In a recent opinion piece, Washington Post columnist Harold Meyerson criticized something called the “investor-state dispute settlement” (ISDS) mechanism, which is included in some trade agreements. My colleague Dan Ikenson responded here; I wrote a letter to the Post, which said:

Harold Meyerson made valid points about the Investor-State Dispute Settlement (ISDS) clause in trade agreements in his Oct. 2 op-ed column, “A flawed trade clause.” However, with all the misinformation that exists on this issue, it is important to be precise. Foreign investors cannot sue “over any rules, regulations or changes in policy that they say harm their financial interests.”


Rather, they can sue if the host government has discriminated against an investor because it is foreign; if an investment has been expropriated, either directly or indirectly; or if the investor has experienced bad treatment of a more general sort (this controversial standard is known as “fair and equitable” treatment).

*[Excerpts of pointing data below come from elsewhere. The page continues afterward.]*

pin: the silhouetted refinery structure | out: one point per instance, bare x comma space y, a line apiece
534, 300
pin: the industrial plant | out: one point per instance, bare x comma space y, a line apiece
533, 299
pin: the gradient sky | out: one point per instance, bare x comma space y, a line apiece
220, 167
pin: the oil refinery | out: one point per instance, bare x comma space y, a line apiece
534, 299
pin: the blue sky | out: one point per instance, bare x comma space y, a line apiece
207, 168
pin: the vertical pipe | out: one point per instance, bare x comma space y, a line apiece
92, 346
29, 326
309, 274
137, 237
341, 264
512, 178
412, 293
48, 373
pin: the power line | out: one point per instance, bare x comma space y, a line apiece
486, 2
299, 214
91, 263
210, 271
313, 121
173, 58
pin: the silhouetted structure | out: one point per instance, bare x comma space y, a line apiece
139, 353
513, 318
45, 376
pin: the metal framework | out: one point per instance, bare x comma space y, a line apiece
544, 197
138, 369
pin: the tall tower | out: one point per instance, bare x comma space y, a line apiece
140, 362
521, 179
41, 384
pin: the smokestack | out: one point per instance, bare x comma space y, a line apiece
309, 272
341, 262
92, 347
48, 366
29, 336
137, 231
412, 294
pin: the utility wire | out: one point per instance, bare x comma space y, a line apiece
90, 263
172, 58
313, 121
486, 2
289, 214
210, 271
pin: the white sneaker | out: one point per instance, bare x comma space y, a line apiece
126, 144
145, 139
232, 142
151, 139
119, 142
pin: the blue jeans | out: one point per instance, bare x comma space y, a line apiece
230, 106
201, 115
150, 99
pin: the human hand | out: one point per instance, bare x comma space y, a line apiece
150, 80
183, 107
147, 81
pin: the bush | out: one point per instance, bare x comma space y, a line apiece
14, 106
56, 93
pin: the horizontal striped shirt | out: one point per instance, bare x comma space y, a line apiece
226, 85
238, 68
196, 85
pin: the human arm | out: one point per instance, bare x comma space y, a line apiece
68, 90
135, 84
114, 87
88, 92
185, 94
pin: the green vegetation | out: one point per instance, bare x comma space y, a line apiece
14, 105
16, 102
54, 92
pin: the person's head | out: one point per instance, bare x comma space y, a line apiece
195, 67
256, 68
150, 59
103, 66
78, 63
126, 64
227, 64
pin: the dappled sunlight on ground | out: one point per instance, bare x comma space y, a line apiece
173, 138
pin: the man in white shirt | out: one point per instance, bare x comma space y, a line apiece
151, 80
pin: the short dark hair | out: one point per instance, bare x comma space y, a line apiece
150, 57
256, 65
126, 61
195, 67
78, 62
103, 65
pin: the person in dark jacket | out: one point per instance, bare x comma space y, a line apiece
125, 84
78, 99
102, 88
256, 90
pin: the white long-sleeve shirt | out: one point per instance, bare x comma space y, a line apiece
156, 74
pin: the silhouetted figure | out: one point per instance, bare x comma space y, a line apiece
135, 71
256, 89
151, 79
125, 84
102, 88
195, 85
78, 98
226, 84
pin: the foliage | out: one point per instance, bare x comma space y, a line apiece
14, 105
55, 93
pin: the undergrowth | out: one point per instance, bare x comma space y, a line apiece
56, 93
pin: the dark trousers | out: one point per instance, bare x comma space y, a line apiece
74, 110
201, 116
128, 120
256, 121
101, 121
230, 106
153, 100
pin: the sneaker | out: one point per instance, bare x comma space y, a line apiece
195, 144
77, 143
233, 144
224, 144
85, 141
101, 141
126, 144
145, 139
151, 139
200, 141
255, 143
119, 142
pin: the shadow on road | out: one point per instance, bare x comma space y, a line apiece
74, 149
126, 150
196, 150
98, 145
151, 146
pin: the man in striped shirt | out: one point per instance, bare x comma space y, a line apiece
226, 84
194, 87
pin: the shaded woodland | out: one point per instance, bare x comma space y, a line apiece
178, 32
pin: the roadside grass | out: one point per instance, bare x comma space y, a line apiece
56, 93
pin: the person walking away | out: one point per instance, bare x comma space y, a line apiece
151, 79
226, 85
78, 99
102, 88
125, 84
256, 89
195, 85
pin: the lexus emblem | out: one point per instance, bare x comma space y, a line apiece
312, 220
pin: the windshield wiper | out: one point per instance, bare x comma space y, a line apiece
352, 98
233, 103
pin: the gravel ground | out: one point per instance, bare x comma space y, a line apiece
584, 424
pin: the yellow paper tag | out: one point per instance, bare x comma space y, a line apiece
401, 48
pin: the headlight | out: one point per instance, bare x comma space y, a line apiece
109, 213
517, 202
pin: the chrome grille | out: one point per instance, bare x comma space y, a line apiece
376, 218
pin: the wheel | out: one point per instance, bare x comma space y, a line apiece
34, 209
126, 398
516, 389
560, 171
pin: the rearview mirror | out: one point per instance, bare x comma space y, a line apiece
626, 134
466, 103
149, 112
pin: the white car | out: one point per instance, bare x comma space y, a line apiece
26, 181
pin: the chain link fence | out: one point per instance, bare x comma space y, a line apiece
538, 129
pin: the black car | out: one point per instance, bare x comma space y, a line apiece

In a sense, the ISDS provision creates international judicial review of national laws and regulations, with such review available only to foreign investors. That is certainly a controversial proposition, but it is important to keep the debate focused on the facts, rather than on myths that have been put forward.

You only get so much space for these letters, so I thought I’d elaborate here.


ISDS allows foreign investors to challenge any and all domestic government actions before an international tribunal. That includes local, state, and national measures, by legislators, regulators, or courts. In terms of the substance of the claims that can be made, they look a lot like certain constitutional doctrines: Equal Protection, Takings, and Due Process. What you end up with, in effect, is a special international “constitutional” court (of sorts), available only to foreign investors. (It can’t strike down the domestic laws, of course, but it can award damages for violations.)

I’ve been very skeptical of this. I don’t want to go through all the arguments, but let me raise three three critical points about ISDS:

  • If we’re going to have this kind of international judicial review, why give it only to foreign investors? Why not oppressed minorities? It doesn’t look very good when you protect the rights of only the rich.
  • If we’re going to have international judicial review, shouldn’t we debate it more explicitly? It’s kind of a big deal. But when Congress and the Administration talk about issues related to these foreign investment rules, they don’t mention this aspect of it.
  • Some libertarian-ish people I’ve talked to see this procedure as another valuable check on excessive government actions. I’m not convinced. Sure, ISDS could be used to argue that the government has over-reached. But it could also be used to get the government to reach further. The “fair and equitable” treatment clause in particular offers the scope to argue that the government should do more. For example, companies who receive renewable energy subsidies have [$] sued or threatened to sue when governments try to cut back on those subsidies. Thus, it can also be used to get in the way of sensible, more limited government.